Microbiologists are a very opinionated group of individuals, and it is, at times, difficult to get consensus and standardization on certain procedures. Whether to heat fix or methanol fix slides in preparation for Gram staining is one of those controversial procedures.
It was never fully documented as to why one method would be superior over the other… until now!
Jeanne Minnerath et. al. at the Biology Department at St. Mary’s University of Minnesota decided to settle the matter. They examined heat and methanol fixed slides for two parameters; adherence of the bacterial cells to the slide and the ability of the gram-positive bacteria not to become over decolorized.
Their results showed that methanol fixation won by a long shot! There were 2.5 times as many Staphylococcus aureus cells present on the slide with methanol fixation compared to heat fixation. This number increased to a factor of 10 when E. coli was tested. The methanol fixation was superior in causing the specimen to adhere securely to the slide.
In addition, they found that Gram-positive bacteria were far less likely to become over-decolorized with methanol rather than heat fixation. This confirmed the findings of Mangels, et al in 1984.
Heat fixation tends to damage and distort the delicate cell wall structures of bacteria. This distortion also happens with tissue and blood cells which can create background debris that may be confusing or misleading.
Some have a concern for the toxicity and flammability of methanol in the lab. However, now that fume hoods are usually available and Bunsen burners are mostly used for museum displays, this should not be a problem. So why do some microbiologists insist on heat fixation?
Curiously, Minnerath mentions in her study that of the 15 microbiology manuals that they examined, all of them recommended heat fixation. Only two of them even mentioned methanol as an alternative.

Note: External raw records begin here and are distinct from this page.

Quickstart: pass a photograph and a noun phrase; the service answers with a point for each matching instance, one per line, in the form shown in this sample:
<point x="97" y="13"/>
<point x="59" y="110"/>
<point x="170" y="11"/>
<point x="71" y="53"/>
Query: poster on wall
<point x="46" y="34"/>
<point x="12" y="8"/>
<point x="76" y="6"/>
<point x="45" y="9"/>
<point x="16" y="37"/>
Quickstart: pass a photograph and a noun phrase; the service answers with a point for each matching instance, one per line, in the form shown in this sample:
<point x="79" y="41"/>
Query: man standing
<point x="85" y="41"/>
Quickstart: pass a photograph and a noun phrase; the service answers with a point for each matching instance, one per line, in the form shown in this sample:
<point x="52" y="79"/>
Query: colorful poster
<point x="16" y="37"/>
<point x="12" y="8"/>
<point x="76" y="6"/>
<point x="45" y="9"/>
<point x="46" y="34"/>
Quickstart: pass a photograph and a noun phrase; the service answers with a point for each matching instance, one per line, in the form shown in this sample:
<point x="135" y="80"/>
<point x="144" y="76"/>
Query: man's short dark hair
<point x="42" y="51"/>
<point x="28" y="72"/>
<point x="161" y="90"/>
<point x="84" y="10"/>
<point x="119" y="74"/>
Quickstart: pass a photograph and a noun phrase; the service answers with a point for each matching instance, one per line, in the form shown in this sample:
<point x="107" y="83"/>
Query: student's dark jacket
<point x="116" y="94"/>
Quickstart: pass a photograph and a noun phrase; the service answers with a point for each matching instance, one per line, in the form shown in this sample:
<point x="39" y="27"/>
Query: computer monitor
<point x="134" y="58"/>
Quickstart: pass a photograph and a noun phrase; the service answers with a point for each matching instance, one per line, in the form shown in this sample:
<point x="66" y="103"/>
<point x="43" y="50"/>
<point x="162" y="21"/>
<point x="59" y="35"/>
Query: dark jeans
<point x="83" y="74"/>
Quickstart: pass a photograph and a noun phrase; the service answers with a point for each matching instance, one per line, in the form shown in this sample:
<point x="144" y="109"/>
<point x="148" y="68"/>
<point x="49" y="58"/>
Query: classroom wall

Some comments from a survey in October 2016 about Heat vs Methanol Fixation:
“Methanol fixation is superior, especially from blood culture bottles.”
Steven D. Dallas, PhD, D(ABMM), MT(ASCP)SM
Associate Professor, Departments of Clinical Laboratory Sciences and Pathology
UT Health Science Center San Antonio, Texas
“Jim Mangels convinced me back in the early 80s. He was working at Good Samaritan at the time.
I think most hospitals in the Bay Area (I hope) use methanol.”
Bill Horbaly, O’Connor Hospital, California
“I’ve worked in a hospital since 1971 and in Microbiology since 1972. During the early 1980’s I attended a wet workshop on anaerobes. Our instructor recommended methanol fixing for morphology. Once back in my lab, I experimented by making two slides on various specimen types with one receiving heat fixing and the other methanol fixing.
There was definitely an adjustment when reviewing our slides. Once we instituted methanol fixing as our method of choice, we observed a variety of positive findings. There was less debris on our slides; the morphology was a little crisper; great capsules; we found Giardia on our stool gram stains when we were looking for WBC.
I taught Microbiology seminar classes for a Community College for 27 years starting in 1980. Some of these students also rotated through our hospital for their lab training. Initially, some of the students were conflicted because I was teaching something different from their Microbiology class at the college. Their instructor inquired about our method. I continued to use methanol fixing in my lab and taught both methods to the students with explanations as to the why. Several years ago, the college found the methanol mentioned in a text and moved forward to teach the students both methods.
I appreciate the studies confirming what I already knew.”